His cup. As his bride knowing  his commitment to me is a full measure, not like the wavering hearts of men who seek to woo women with half-heartedness,

But that of a lover, that is drunk with the sickness of his love, so drunk with his love-sickness, that he gives his life, to his great glory, his bride.

It is this place of communion and being drunk with the Love that God has for me I am able to face my enemies, knowing they face the fury of eternity's delight, they

face the Glory of the God rallied with passion. This place that we sit down and sup with God gives us strength to say like Joshua, our enemies

They will be our bread.

 




You anoint my head with oil,

my cup overflows.

 

 

 

 

You anoint my head with oil, my cup overflows,

My mind becomes freshly renewed, my vessel overflows, my heart is moved and what I do flows out of overflow.

I have a right perspective of war, of trials, their is an understanding of  counting it all joy, knowing that trials produce.

I have a confidence that God is with me when I feel I am going to die and God is going to be intimately involved in my life and release his authority causing me to know

that I am his and I understand my identity.

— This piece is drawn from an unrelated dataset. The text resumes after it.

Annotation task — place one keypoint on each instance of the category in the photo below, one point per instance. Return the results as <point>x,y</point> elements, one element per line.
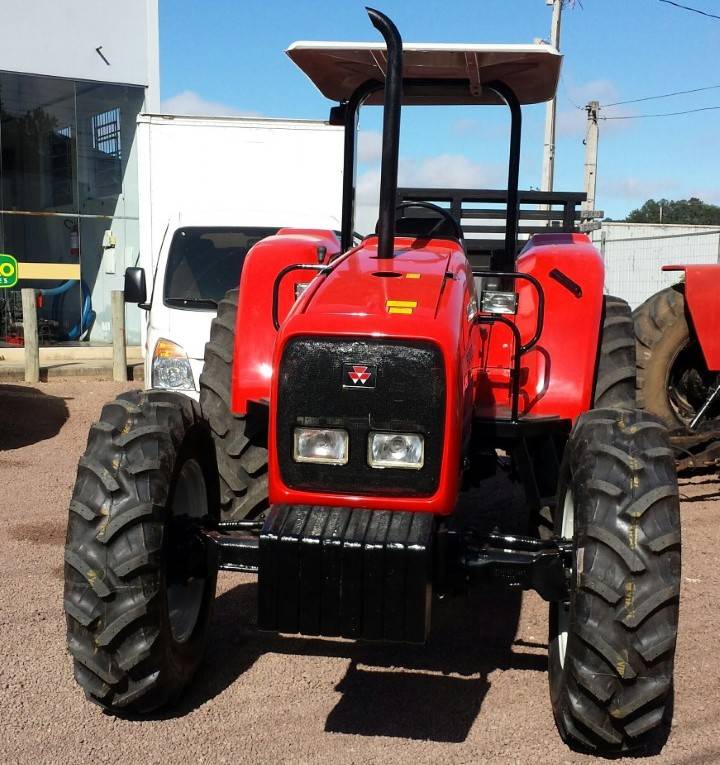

My heart overflows with a good theme, my heart overflows because I know that God is with me, that he is commitment to me, committed to making me live in a place of rest, in a place with a soul that is restored, my cathedral is built by him, I am his dwelling 

When I go to war, I know that what I need is there in supply for me, I can sit down and count the cost of going to war, while drinking of God's commitment to me.

My mind is freshly washed by God's servant hood by his word to me that washes. My heart overflows this is my theme. The Lord is my shepherd. I exclaim surely goodness and mercy shall follow me all the days of my life, and I shall dwell in the house of the Lord forever. Humanity that wandered through wilderness, is brought by God as shepherd to his ultimate heart, his dwelling, behold the dwelling place of God is with Man, Made in his image and made to lie down, soul restored, taught to receive from him. Knowing his heart and

Fully convinced of his goodness, we know our portion is God, we know our lot has fallen in pleasant places, that he has given us the heritage of Jacob. Having gone through season, and having walked with him in our lives he convinces us. David knew the mocking giant that could have taken his life, shouting down his threats of death, his intimidating yells trying to make David feel like the spies who spied out the promised land we saw the giants and saw in our own eyes that we were like grasshoppers/ we who spy out land, that is promised, need to embrace this revelation of the Lord is my shepherd. David the sheep boy, learned God was his shepherd he lived this reality it is a picture of his source of strength and can be to us to if we are willing. To respond as he makes us lie down in green pastures.

 


Surely goodness and mercy shall follow me

all the days of my life,

And I shall dwell in the house of the Lord

Forever.

 

 

 

I dream of having a heart confidence that says hey I know God's heart toward me, I've been in his green abundant pasture, I've drank at his awe filled stream.

I've been restored in my deep soul, I have seen his might conquer doubt in the darkest of day, in the darkest of doubt. A confidence arises Surely Goodness, and Mercy shall follow me.

I am aware of the  feast, this table of communion with God and aware of the feast I can offer others. I know deeply I am the dwelling place of God and I can give this reality away to Others!!!!